My dear friend and former colleague at Ingram Micro Sweden, Thomas Norrby once said, “If you are a CIO and buy IBM, you will never get fired”, and it may sound a bit off, but it has a lot of truth behind it.

The same goes for data center capacity. There are many good reasons why Frankfurt, London, Amsterdam, Paris, and Dublin (FLAP-D) have become the data center hubs of Europe. From the beginning it was probably the financial markets and latency that drove the expansions, but as technology develops this may not be the case anymore.

Is it cheap there? No. Is it green there? No. Will it be sustainable over time there? No, probably not. Will they run out of capacity? Probably, if not already. But still, companies continue to put their capacity there and these hubs continue to grow. The gravitational syndrome.

Stockholm is, in comparison to the FLAP-D markets, a smaller hub that incorporates brands like Equinix, Digital Realty, STACK, Conapto, atNorth, GlobalConnect and EcoDatacenter. At Conapto we are currently building 20 MW of new capacity with our Stockholm 4 South facility and we know that some of our colleagues are looking to do the same.

Is increased competition a bad thing for us? No, if we follow the principle of gravitational syndrome, it’s actually a good thing! As more capacity is brought live and as more customers want to deploy in Stockholm, the more attractive Stockholm will become.

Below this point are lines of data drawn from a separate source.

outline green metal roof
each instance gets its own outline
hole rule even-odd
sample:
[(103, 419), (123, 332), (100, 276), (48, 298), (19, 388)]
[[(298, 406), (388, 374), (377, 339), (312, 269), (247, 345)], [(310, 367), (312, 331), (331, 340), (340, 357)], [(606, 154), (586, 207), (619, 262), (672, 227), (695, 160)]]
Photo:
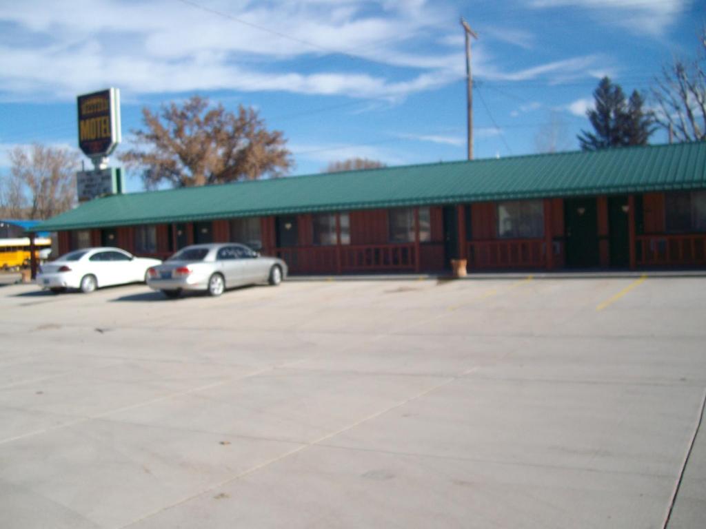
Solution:
[(60, 231), (287, 213), (706, 188), (706, 142), (351, 171), (96, 199)]

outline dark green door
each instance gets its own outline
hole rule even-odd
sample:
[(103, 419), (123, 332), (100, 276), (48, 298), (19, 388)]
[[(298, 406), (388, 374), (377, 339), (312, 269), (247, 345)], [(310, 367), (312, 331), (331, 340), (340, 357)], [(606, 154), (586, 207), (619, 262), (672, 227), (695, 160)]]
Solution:
[(100, 245), (101, 246), (117, 246), (118, 245), (118, 234), (117, 232), (112, 229), (109, 228), (107, 229), (104, 229), (100, 231)]
[(608, 198), (608, 232), (611, 267), (630, 264), (630, 238), (628, 235), (628, 195)]
[(568, 268), (597, 267), (598, 215), (595, 198), (564, 200), (566, 227), (566, 266)]
[(193, 223), (193, 243), (194, 244), (205, 244), (213, 242), (213, 223), (194, 222)]
[(455, 206), (443, 208), (443, 255), (445, 268), (450, 268), (452, 259), (458, 259), (458, 217)]
[(277, 217), (276, 231), (277, 248), (288, 248), (299, 244), (296, 216), (287, 215)]

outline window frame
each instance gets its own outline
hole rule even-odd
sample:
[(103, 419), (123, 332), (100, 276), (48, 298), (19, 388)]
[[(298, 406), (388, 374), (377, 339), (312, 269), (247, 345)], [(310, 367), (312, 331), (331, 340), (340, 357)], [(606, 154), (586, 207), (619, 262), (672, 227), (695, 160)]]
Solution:
[[(147, 243), (143, 245), (145, 242)], [(157, 253), (157, 248), (156, 225), (143, 224), (135, 226), (136, 253)]]
[[(501, 217), (501, 208), (507, 216)], [(531, 209), (534, 209), (534, 212)], [(533, 218), (533, 213), (537, 214)], [(495, 203), (496, 236), (498, 239), (539, 239), (544, 236), (544, 204), (541, 199), (503, 200)], [(502, 230), (501, 223), (510, 221), (509, 230)]]
[[(419, 212), (419, 243), (431, 242), (431, 212), (429, 206), (419, 207), (395, 207), (388, 210), (388, 241), (390, 244), (409, 244), (416, 242), (416, 226), (414, 222), (414, 210)], [(404, 224), (400, 233), (407, 235), (396, 237), (393, 229), (393, 223), (404, 217)], [(395, 226), (395, 229), (400, 226)]]
[[(335, 246), (338, 244), (338, 232), (336, 228), (336, 217), (339, 219), (340, 226), (340, 243), (347, 245), (351, 243), (350, 215), (348, 212), (338, 213), (314, 213), (311, 215), (311, 241), (314, 246)], [(320, 231), (320, 226), (324, 223), (319, 221), (325, 220), (328, 224), (325, 231)], [(321, 237), (319, 236), (324, 236)], [(330, 242), (325, 242), (328, 239)]]
[[(684, 227), (670, 226), (675, 224), (674, 217), (670, 217), (670, 212), (674, 208), (668, 207), (671, 199), (679, 197), (687, 199), (687, 211), (681, 212), (682, 215), (688, 217), (688, 226)], [(671, 223), (670, 223), (671, 220)], [(700, 224), (701, 224), (700, 226)], [(664, 193), (664, 232), (678, 235), (680, 233), (702, 233), (706, 232), (706, 190), (697, 189), (689, 191), (668, 191)]]
[[(240, 230), (234, 229), (237, 223), (246, 223), (249, 224), (245, 228), (247, 240), (244, 240), (242, 237), (236, 237), (236, 231)], [(254, 228), (254, 229), (253, 229)], [(254, 232), (257, 232), (256, 238), (253, 238)], [(262, 233), (262, 219), (259, 217), (240, 217), (231, 219), (228, 222), (228, 238), (230, 243), (239, 243), (245, 245), (252, 250), (260, 250), (263, 248), (263, 233)], [(256, 244), (253, 244), (256, 243)]]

The upside with Stockholm compared to nearly all other cities in Europe is that we have:

  • True green electricity, without Power Purchasing Agreements
  • Very competitive price on electricity
  • Renewable electricity, even without Renewable Energy Certificates
  • Heat reuse to district heating
  • Recycling and reuse of hardware services
  • As well as the connectivity needed for most companies.

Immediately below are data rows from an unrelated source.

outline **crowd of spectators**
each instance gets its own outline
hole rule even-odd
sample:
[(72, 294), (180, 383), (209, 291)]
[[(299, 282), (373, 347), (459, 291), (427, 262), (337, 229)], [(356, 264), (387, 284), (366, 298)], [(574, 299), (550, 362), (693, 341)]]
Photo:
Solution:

It’s just a matter of habit and following the stream. If we together with our colleagues in the Stockholm data center market continue to grow, continue to deliver green power, continue to deliver renewable power, continue to develop new capacity hooked up to district heating, the gravity will change because customers will attract new customers that will in turn, attract customers that really believe sustainability matters.

On top of that we also see the regulatory aspect with new updated legislation in the EU, like the Energy Efficiency Directive, EU Taxonomy and the Corporate Sustainability Reporting Directive that will have a huge impact on how and where data center capacity is deployed and consumed. This will definitely give sustainability the attention it deserves and make site selection towards greener locations even more important.

And looking at the upcoming need and growth rates for AI, HPC and Edge, companies most likely need to look for more efficient places to put that capacity as it will become very expensive over time to continue to deploy on old habits. Capacity planning needs to be based on availability, sustainability, and total cost of operations. Welcome to Stockholm!